After the frustrations of the previous post, (some of which has still to be resolved grumble), it was nice to get out into the provinces again and work with some really nice folk, teachers. Monday last I had the privilege of going to a friend’s school to do some introductory presentations on digital storytelling, wikis and blogs. The three hour long sessions were part of a bigger day for a group of rural schools on their annual combined curriculum day. To make things easier for myself I decided to gather together my digital storytelling examples on yet another wiki, http://digistories.pbwiki.com/.
It was interesting to find that the most popular session was to be the digital storytelling one with some 20 participants, with 7 for the wikis and 14 for the blogs. This was interesting in itself but the reason for the diminished interest in the wikis and blogs was further re-inforced when only 2 participants in both of the sessions could truly say that they were even aware of what either was. By the end of each of these two sessions though all participants had a brand new blog and wikispace and at least soem basic knowledge of what they could possibly do with both. Not bad work all in an hour and suggestive that given a little gentle assistance even the novice can get themselves into Web 2.0 fairly effortlessly.

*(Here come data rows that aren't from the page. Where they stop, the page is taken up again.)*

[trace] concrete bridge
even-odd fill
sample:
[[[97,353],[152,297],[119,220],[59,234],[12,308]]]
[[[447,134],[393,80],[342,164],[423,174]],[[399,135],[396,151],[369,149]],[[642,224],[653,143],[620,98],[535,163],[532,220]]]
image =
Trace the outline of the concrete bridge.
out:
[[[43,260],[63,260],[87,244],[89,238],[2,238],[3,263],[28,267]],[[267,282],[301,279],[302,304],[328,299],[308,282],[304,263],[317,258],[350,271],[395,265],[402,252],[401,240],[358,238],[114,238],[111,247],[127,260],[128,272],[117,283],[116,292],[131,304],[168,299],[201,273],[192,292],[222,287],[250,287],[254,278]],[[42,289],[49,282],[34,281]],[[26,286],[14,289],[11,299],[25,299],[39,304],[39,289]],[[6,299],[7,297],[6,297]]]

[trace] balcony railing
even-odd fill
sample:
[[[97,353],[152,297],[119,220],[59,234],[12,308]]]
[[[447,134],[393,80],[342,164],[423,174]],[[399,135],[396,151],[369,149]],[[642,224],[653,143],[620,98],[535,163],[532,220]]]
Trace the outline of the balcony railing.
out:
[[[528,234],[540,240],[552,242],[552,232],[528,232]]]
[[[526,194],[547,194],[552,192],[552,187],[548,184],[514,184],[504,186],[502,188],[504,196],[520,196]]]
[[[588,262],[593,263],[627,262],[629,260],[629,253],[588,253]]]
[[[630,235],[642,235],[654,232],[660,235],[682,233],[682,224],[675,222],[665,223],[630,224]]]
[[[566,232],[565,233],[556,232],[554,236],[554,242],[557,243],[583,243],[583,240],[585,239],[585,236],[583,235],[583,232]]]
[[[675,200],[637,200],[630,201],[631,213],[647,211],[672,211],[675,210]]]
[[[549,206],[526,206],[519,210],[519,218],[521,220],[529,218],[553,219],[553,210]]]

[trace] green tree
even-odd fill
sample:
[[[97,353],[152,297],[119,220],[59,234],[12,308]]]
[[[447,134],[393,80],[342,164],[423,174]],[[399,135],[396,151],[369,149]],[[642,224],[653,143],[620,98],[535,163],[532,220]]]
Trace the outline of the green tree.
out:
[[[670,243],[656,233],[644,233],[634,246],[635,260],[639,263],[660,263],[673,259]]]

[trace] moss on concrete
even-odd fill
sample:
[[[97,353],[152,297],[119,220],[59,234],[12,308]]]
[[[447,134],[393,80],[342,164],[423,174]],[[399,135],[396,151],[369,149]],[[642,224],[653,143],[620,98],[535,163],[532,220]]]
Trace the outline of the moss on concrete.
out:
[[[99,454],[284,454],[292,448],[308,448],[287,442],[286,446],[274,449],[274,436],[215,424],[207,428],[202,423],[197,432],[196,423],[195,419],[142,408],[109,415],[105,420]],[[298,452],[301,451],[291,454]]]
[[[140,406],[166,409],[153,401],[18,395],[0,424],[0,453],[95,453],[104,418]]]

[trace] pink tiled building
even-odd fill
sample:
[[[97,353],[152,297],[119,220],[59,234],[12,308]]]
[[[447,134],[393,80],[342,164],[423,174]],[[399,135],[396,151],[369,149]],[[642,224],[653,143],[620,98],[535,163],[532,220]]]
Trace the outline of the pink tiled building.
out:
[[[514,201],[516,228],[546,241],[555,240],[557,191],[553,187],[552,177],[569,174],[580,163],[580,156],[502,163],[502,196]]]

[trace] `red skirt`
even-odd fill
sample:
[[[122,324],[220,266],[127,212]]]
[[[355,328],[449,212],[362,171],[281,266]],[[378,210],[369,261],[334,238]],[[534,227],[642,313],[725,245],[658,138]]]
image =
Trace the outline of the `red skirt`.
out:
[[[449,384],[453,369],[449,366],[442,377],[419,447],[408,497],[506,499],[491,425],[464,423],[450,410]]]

Of course the challenge now is for the teachers involved to actually develop sound pedagogical rationales to use the spaces. This is of course one of the on-going problems of the one-off PD type sessions and one that I have wrestled with quite a bit of late. During the previous week I worked with a number of classes setting up similar spaces. This was doubly interesting because the school I was working with was a special development school. The task this time was to engage in a conversation with the teacher, (and in most cases the class), to determine whether they were looking for a blog or wiki and then to explain to the students just what the space we were creating could do for them. Once this was established I then set about creating the space and the member identities. This was all done within an hour block which was quite a challenge as it was also on one of those days when dear old edublogs had decided to do some upgrade works. Picture if you will some 16 mildly intellectually disabled students watching an interactive whiteboard to see there new edublogs identities created only to see a blank screen come up, not once but three times.
In the end I did manage to get the spaces set up however having only one hour on that one day to work with the teachers I am left wondering how and what they and their students have made of their spaces. I will be heading back to the school next week but do feel quite guilty that I haven’t been able to check in with them in the interim. Hopefully the enthusiasm and interest built up previously, (blank blog creation screens notwithstanding), will still be there and we can really start them on their Web 2.0 pathways. And that is probably the biggest concern in all this seeding many teachers familiar with blogs etc are doing; can we provide the neccessary ongoing support so that the use becomes embedded in real education outcomes and not just become a fancy add-on or worse something that becomes just too hard because vital support is unavailable.